Paper Information
Citation: Leong, S. X., Pablo-García, S., Wong, B., & Aspuru-Guzik, A. (2025). MERMaid: Universal multimodal mining of chemical reactions from PDFs using vision-language models. ChemRxiv. https://doi.org/10.26434/chemrxiv-2025-8z6h2
Publication: ChemRxiv 2025 (Preprint)
Additional Resources:
What kind of paper is this?
This is primarily a Methodological paper ($\Psi_{\text{Method}}$) that introduces a novel pipeline (MERMaid) for extracting structured chemical data from unstructured PDF documents. It proposes a specific architecture combining fine-tuned vision models (VisualHeist) with vision-language models (DataRaider) and a retrieval-augmented generation system (KGWizard) to solve the problem of multimodal data ingestion.
Secondarily, it is a Resource paper ($\Psi_{\text{Resource}}$) as it releases the source code, prompts, and a new benchmark dataset (MERMaid-100) consisting of annotated reaction data across three chemical domains.
What is the motivation?
- Data Inaccessibility: A vast amount of chemical knowledge is locked in “print-optimized” PDF formats, specifically within graphical elements like figures, schemes, and tables, which resist standard text mining.
- Limitations of Prior Work: Existing tools (e.g., ChemDataExtractor, OpenChemIE) focus primarily on text, struggle with multimodal parsing, or lack the “contextual awareness” needed to interpret implicit information (e.g., “standard conditions” with modifications in optimization tables).
- Need for Structured Data: To enable self-driving laboratories and data-driven discovery, this unstructured literature must be converted into machine-actionable formats like knowledge graphs.
What is the novelty here?
- VisualHeist (Fine-tuned Segmentation): A custom fine-tuned model based on Microsoft’s Florence-2 that accurately segments figures, captions, and footnotes, even in messy supplementary materials.

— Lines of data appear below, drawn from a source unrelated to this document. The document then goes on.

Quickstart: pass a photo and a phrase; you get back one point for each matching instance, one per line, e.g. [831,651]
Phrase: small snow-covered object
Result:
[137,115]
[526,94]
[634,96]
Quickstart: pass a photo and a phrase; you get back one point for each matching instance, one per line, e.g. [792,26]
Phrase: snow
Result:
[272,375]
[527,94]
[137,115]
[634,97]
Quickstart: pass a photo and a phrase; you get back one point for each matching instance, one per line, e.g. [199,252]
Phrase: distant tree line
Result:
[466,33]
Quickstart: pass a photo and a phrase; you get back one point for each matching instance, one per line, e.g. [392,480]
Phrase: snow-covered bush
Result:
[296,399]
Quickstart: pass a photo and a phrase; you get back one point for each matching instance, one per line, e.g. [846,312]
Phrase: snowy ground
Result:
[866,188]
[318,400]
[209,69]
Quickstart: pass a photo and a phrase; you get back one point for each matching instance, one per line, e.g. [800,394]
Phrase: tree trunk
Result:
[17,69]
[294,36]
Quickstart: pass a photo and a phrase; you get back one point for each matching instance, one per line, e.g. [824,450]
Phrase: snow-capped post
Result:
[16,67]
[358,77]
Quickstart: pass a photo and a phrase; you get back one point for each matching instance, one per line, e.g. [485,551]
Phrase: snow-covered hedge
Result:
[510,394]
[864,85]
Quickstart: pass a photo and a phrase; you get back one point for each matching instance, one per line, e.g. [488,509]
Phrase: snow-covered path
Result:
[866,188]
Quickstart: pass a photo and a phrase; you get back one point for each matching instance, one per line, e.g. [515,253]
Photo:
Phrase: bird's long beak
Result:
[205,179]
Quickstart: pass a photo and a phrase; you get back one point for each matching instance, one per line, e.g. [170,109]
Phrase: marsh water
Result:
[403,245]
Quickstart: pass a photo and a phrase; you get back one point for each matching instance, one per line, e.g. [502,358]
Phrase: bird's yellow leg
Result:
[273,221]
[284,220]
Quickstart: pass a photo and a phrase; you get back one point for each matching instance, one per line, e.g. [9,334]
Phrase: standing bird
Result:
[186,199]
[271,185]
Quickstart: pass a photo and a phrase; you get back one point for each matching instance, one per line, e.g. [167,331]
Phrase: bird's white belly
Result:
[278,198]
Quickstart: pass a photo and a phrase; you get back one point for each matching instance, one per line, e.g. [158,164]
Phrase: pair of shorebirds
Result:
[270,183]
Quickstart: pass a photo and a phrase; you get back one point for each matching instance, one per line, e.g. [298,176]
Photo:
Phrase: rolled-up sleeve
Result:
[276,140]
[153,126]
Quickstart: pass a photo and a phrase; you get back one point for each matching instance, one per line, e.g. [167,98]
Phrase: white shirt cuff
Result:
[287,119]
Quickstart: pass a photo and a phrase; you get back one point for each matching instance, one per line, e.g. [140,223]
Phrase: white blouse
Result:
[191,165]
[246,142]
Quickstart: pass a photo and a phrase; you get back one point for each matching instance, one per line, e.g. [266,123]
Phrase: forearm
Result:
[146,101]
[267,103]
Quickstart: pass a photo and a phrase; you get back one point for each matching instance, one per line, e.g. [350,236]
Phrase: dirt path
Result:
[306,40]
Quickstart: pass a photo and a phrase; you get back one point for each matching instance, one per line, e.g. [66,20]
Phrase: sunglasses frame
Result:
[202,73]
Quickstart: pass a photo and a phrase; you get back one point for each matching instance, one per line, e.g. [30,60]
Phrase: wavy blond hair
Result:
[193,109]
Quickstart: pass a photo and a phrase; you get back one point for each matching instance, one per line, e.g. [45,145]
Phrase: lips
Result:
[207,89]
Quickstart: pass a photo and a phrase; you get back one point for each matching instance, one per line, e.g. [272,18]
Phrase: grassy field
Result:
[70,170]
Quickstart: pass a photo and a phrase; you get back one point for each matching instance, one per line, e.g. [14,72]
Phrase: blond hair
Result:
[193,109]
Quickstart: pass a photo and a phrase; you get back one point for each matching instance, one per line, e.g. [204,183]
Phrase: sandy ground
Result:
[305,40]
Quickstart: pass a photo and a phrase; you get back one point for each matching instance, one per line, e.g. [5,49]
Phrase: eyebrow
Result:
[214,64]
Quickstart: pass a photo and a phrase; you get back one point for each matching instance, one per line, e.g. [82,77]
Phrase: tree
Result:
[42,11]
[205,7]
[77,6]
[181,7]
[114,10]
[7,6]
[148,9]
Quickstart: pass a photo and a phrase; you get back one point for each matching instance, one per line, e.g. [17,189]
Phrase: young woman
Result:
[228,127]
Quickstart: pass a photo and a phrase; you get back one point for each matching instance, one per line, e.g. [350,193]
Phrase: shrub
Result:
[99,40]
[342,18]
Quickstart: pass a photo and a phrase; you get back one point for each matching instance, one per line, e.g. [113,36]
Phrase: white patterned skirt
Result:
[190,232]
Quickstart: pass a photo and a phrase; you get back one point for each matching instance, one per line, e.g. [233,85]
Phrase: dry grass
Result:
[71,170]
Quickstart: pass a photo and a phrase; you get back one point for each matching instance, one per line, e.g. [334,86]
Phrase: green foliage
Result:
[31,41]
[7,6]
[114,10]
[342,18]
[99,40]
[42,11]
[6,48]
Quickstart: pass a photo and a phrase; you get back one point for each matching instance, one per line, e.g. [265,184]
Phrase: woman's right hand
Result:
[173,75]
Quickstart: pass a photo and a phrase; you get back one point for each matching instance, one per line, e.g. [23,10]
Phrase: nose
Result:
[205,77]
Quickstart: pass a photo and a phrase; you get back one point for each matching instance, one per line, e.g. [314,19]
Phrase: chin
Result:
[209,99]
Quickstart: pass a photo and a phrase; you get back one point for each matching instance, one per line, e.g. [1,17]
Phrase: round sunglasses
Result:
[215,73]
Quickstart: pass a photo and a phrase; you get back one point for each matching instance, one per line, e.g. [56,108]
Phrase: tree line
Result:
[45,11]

- DataRaider (Context-Aware Extraction): A VLM-powered module (using GPT-4o) with a two-step prompt framework that performs “self-directed context completion.” It can infer missing reaction parameters from context and resolve footnote labels (e.g., linking “condition a” in a table to its footnote description).
- KGWizard (Schema-Adaptive Graph Construction): A text-to-graph engine that uses LLMs as higher-order functions to synthesize parsers dynamically. It employs Retrieval-Augmented Generation (RAG) to check for existing nodes during creation, implicitly resolving coreferences (e.g., unifying “MeCN” and “Acetonitrile”).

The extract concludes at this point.